You hear a lot these days that Republicans are “in disarray.” But they’re not, really. It’s just that the way our political institutions work, a congressional minority party doesn’t generate a high-profile leader. Now you combine this leadership vacuum with the fact that the right has developed a very robust ideological media apparatus on talk radio and on Fox News and you have a problem. In effect, Rush Limbaugh and Glenn Beck are more prominent public figures than are John Boehner and Mitch McConnell, to say nothing of legislators who might actually be appealing figure. And since only a tiny minority of Republican members of congress are willing to suffer the dread “RINO” tag, the vast majority of elected officials seem to feel the need to kowtow to the whims of conservative movement media leaders.
The problem is that the incentives facing a media figure are very different from the incentives facing a politician.
A politician needs, basically, a majority.
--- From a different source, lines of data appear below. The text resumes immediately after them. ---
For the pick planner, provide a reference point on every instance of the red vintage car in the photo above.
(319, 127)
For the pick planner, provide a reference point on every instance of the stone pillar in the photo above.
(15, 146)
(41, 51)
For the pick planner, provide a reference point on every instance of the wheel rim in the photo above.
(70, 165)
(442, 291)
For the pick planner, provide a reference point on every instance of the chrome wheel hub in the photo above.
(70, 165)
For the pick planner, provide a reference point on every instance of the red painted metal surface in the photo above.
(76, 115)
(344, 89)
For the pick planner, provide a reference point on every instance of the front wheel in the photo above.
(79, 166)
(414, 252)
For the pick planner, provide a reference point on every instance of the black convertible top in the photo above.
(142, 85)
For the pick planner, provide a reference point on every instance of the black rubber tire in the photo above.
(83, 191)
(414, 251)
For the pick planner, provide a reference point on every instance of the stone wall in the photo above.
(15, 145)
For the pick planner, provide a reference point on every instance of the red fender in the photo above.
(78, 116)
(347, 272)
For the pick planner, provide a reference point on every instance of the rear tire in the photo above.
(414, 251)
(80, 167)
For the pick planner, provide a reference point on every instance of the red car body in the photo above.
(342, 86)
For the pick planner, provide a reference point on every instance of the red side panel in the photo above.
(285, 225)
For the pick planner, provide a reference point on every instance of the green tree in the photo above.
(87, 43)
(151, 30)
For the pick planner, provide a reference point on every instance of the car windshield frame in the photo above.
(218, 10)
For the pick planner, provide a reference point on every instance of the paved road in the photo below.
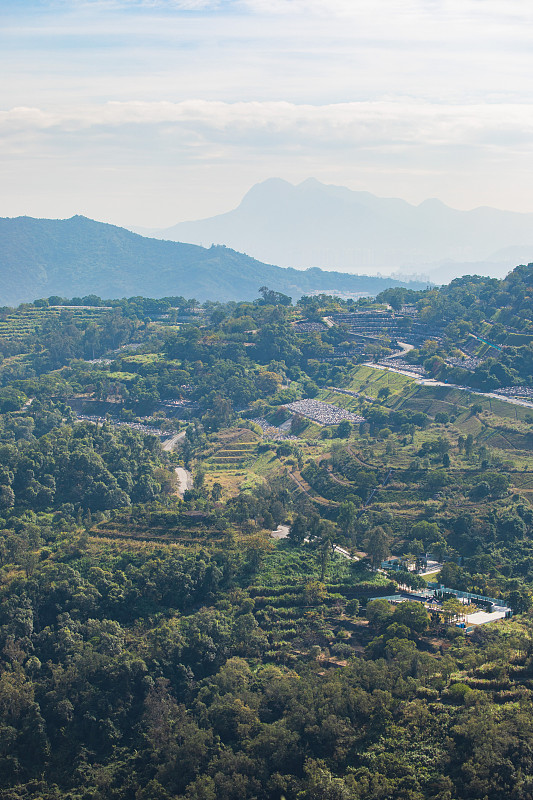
(432, 382)
(406, 348)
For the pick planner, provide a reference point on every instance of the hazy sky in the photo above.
(149, 112)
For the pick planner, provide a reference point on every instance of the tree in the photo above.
(377, 546)
(378, 612)
(298, 530)
(413, 615)
(344, 429)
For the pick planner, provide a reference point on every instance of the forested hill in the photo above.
(79, 256)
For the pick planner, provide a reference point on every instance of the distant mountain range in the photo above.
(314, 225)
(78, 256)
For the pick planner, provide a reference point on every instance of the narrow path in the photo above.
(184, 480)
(172, 443)
(406, 348)
(314, 498)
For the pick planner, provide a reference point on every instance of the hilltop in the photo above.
(78, 256)
(333, 227)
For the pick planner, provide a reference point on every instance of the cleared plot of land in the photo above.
(323, 413)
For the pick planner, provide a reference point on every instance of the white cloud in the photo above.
(372, 124)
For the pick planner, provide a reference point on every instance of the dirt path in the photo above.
(184, 480)
(173, 442)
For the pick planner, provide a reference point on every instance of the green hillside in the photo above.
(79, 256)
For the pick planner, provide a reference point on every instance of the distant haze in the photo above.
(332, 227)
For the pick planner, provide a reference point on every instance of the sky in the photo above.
(152, 112)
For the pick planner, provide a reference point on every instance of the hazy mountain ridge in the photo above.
(334, 227)
(79, 256)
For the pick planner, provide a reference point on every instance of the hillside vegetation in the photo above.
(158, 642)
(79, 256)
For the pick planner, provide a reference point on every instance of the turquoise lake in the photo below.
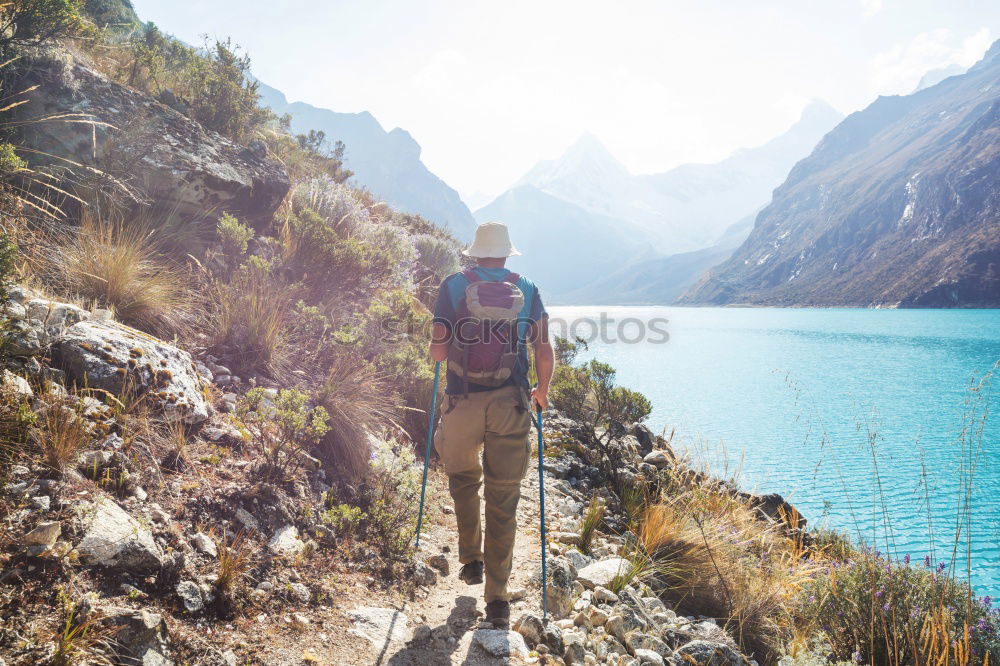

And the decisive votes are bound to come from people who don’t like politics much or really care about it. For a media figure, however, a much smaller audience than “half the people” would still constitute enormous success. But you need to appeal, intensely, to the small minority of people who care enough about politics to bother watching, reading, or listening to political commentary.
One problem is that tv formating leads to sound byte politics. Actually the internet leads to blog byte politics--where you send off links that nobody reads and get responses with links that you don't read...
When I debate online I make an effort to dig into the oppositions arguments and I know of a few others who do as well. And yes, we all slip up and/or are on the fly. But the entertainment factor in the conservative movement is just as true within "liberals" out in the world as well.